Arthur German

Personal information
- Full name: Arthur German
- Born: 28 June 1905 Ashby-de-la-Zouch, Leicestershire, England
- Died: 2 February 1968 (aged 62) Aberdeen, Aberdeenshire, Scotland
- Batting: Right-handed
- Relations: Harry German (uncle)

Domestic team information
- 1923–1924: Leicestershire

Career statistics
| Competition | First-class |
| Matches | 3 |
| Runs scored | 73 |
| Batting average | 12.16 |
| 100s/50s | –/– |
| Top score | 36 |
| Balls bowled | – |
| Wickets | – |
| Bowling average | – |
| 5 wickets in innings | – |
| 10 wickets in match | – |
| Best bowling | – |
| Catches/stumpings | 2/– |
- Source: Cricinfo, 14 January 2012

= Arthur German =

English cricketer (1905–1968)

Arthur German (28 June 1905 – 2 February 1968) was an English cricketer. German was a right-handed batsman. He was born at Ashby-de-la-Zouch, Leicestershire, and was educated at Repton School.

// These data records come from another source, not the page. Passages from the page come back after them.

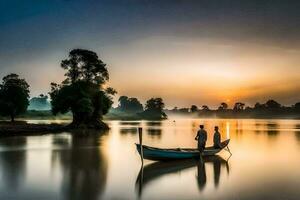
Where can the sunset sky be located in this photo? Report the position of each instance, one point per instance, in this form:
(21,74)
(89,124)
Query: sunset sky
(185,51)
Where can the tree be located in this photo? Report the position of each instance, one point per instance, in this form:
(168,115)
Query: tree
(238,106)
(82,91)
(223,106)
(194,108)
(154,109)
(39,103)
(297,106)
(131,105)
(271,104)
(205,108)
(14,95)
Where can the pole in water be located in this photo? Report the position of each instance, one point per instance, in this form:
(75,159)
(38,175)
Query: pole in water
(141,143)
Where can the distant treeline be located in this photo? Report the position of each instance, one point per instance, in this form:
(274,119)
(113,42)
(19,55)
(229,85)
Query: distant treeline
(270,109)
(130,107)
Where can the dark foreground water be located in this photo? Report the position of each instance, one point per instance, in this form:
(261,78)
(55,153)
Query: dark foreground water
(265,163)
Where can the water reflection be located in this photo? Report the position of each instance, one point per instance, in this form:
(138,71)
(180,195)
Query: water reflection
(126,131)
(297,132)
(272,128)
(13,164)
(83,165)
(153,123)
(158,170)
(131,123)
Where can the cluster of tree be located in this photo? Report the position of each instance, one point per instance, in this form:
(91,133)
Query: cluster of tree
(39,103)
(83,92)
(154,107)
(269,109)
(130,105)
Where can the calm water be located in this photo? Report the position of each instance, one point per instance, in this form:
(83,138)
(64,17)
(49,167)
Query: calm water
(265,163)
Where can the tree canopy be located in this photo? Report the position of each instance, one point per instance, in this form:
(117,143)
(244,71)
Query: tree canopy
(39,103)
(154,108)
(14,96)
(82,92)
(131,105)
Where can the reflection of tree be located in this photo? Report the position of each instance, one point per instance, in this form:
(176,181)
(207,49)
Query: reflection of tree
(130,123)
(13,163)
(84,167)
(297,132)
(272,128)
(154,132)
(128,131)
(257,127)
(201,178)
(153,123)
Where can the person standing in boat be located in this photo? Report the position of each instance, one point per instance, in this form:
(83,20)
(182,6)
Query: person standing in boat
(217,138)
(201,138)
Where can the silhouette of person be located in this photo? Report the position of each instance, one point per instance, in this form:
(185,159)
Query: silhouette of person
(217,138)
(201,137)
(217,171)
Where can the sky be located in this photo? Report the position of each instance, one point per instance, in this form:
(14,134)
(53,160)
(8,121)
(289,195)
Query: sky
(185,51)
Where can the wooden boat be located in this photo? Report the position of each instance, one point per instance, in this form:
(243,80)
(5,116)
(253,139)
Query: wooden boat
(153,153)
(157,170)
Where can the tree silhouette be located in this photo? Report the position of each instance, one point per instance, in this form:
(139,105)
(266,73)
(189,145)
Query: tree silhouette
(14,95)
(205,108)
(82,91)
(39,103)
(154,109)
(194,108)
(130,105)
(223,106)
(238,106)
(271,104)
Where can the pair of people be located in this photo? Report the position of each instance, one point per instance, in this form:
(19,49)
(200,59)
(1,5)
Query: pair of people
(202,138)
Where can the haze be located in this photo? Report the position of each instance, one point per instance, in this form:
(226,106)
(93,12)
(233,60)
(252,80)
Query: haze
(187,52)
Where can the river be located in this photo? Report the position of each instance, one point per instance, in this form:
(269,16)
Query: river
(265,162)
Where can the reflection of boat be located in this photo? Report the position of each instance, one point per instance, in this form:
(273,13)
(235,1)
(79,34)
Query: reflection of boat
(153,153)
(157,170)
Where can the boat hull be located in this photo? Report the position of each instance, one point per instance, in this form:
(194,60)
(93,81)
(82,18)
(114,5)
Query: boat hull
(152,153)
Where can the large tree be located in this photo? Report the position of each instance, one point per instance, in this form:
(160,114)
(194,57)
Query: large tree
(14,96)
(39,103)
(130,105)
(82,92)
(154,109)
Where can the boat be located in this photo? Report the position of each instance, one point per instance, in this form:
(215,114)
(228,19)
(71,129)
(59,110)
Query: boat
(160,154)
(157,170)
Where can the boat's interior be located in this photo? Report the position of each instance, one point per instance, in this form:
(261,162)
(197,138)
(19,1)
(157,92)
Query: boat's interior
(223,144)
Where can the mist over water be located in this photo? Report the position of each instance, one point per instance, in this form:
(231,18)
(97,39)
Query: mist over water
(90,165)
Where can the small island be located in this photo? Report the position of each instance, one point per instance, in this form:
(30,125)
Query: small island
(83,97)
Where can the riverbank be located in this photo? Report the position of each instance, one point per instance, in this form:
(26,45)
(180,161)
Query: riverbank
(22,128)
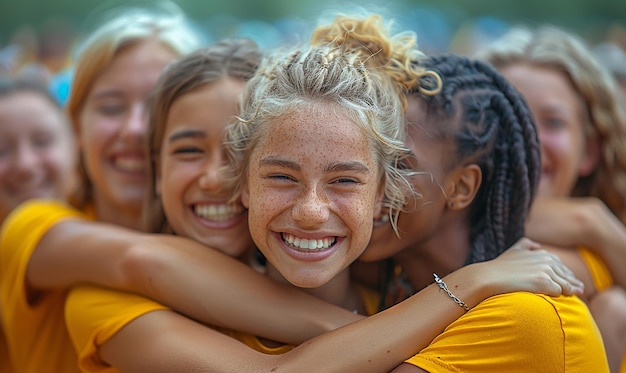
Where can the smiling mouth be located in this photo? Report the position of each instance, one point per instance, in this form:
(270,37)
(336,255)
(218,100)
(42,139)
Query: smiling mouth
(304,244)
(218,212)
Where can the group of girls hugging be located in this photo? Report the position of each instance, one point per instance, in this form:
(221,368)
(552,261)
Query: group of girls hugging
(346,204)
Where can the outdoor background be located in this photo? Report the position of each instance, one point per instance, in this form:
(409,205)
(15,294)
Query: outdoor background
(48,31)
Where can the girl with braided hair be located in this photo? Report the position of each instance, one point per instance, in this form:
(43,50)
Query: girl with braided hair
(581,209)
(313,146)
(476,149)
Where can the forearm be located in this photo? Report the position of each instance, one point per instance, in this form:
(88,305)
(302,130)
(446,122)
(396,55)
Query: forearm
(197,281)
(586,222)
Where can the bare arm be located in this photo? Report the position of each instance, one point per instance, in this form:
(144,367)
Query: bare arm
(587,222)
(183,274)
(376,344)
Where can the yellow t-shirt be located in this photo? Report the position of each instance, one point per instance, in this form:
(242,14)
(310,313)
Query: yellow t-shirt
(519,332)
(35,333)
(95,314)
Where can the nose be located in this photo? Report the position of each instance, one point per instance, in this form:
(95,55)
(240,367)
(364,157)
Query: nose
(311,208)
(134,128)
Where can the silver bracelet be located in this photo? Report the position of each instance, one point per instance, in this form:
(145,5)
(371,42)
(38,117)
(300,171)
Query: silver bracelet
(444,287)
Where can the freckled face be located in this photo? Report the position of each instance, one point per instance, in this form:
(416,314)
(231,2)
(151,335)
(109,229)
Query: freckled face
(112,127)
(423,218)
(190,180)
(558,113)
(312,189)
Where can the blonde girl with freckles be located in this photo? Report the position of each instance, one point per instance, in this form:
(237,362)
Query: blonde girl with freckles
(174,270)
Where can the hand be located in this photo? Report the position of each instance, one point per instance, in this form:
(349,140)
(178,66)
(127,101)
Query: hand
(526,267)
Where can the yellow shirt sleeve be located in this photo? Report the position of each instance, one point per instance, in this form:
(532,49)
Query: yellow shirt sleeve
(518,332)
(35,331)
(94,315)
(602,278)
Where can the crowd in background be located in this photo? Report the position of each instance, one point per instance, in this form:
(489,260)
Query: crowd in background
(436,157)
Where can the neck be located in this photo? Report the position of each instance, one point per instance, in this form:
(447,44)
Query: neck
(129,217)
(442,253)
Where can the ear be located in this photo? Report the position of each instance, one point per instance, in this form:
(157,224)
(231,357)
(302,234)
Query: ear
(466,181)
(591,157)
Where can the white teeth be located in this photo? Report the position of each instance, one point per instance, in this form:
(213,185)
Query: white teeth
(218,212)
(308,244)
(130,164)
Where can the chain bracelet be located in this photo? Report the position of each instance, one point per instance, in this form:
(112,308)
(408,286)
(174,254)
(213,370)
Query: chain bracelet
(444,287)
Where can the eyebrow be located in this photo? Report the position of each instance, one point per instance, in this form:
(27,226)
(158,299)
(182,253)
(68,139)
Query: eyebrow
(185,134)
(333,167)
(107,93)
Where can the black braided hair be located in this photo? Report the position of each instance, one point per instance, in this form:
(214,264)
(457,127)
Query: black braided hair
(493,128)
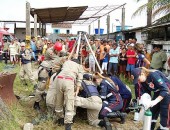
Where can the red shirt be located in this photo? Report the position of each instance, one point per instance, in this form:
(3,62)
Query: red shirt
(131,60)
(84,53)
(71,45)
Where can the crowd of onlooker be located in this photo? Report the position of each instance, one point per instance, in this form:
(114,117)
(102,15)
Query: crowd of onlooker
(114,57)
(121,57)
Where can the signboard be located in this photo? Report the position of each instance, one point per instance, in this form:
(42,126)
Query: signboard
(61,25)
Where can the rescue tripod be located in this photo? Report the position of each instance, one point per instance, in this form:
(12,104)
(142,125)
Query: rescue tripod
(118,114)
(78,49)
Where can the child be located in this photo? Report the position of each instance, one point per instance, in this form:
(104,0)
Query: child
(105,60)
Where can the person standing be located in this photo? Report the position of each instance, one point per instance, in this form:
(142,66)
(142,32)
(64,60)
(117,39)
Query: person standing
(13,52)
(159,58)
(64,83)
(123,62)
(157,83)
(25,61)
(17,44)
(113,62)
(91,58)
(105,60)
(6,50)
(131,59)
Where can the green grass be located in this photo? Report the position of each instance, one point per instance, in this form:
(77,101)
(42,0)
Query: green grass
(23,111)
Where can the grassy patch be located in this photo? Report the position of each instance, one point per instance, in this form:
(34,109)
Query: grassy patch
(23,111)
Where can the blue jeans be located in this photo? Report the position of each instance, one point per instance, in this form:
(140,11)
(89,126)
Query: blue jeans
(114,66)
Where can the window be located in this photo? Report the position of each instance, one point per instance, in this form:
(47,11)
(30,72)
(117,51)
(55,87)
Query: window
(67,31)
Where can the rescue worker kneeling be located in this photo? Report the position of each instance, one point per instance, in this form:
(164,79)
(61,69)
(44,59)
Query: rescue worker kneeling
(64,83)
(90,99)
(124,91)
(112,100)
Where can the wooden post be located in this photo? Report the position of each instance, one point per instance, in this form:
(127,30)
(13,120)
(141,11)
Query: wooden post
(28,29)
(123,19)
(166,33)
(108,26)
(89,29)
(149,15)
(99,26)
(35,26)
(40,29)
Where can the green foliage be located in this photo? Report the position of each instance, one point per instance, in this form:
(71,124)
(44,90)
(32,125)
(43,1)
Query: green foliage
(128,83)
(23,111)
(156,6)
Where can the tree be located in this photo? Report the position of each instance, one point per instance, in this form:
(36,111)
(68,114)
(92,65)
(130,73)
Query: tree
(155,8)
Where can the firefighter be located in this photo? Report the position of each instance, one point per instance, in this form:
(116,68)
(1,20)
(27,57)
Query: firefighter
(55,52)
(112,100)
(160,85)
(89,98)
(45,71)
(66,85)
(124,91)
(25,62)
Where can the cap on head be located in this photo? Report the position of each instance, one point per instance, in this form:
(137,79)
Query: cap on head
(132,45)
(22,44)
(58,46)
(135,73)
(87,76)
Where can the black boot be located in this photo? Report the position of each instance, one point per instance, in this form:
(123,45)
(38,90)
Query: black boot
(61,121)
(68,126)
(107,124)
(37,106)
(118,114)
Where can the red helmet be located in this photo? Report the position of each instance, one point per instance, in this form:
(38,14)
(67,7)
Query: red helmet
(58,46)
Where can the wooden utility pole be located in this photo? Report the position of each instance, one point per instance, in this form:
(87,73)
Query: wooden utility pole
(149,15)
(40,28)
(123,19)
(35,26)
(89,29)
(99,26)
(28,29)
(108,26)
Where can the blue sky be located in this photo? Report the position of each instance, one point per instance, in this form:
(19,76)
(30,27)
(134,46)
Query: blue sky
(15,10)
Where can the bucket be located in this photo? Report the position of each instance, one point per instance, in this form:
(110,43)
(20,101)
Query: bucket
(97,31)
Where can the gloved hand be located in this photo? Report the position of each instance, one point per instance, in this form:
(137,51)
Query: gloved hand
(154,102)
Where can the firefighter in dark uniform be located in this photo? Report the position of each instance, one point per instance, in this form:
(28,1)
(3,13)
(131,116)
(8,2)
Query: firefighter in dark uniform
(50,65)
(89,98)
(124,91)
(25,62)
(112,100)
(160,103)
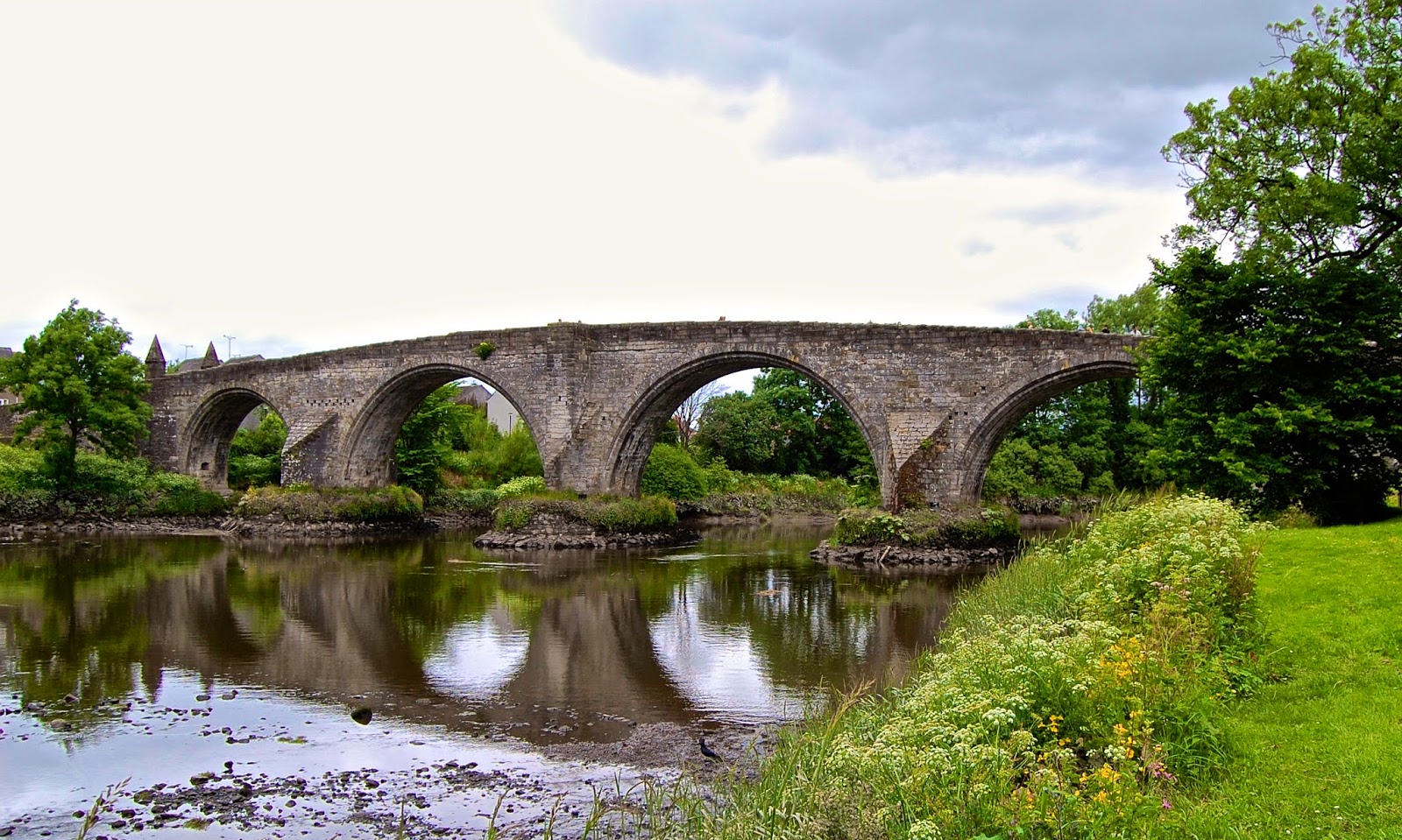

German made his first-class debut for Leicestershire against Sussex at the County Ground, Hove, in the 1923 County Championship. He made two further first-class appearances for Leicestershire the following season, against Surrey at The Oval, and Essex at Aylestone Road, Leicester. In his three first-class matches, he scored a total of 73 runs at an average of 12.16, with a high score of 36.

He died at Aberdeen, Scotland on 2 February 1968. His uncle, Harry German, also played first-class cricket for Leicestershire.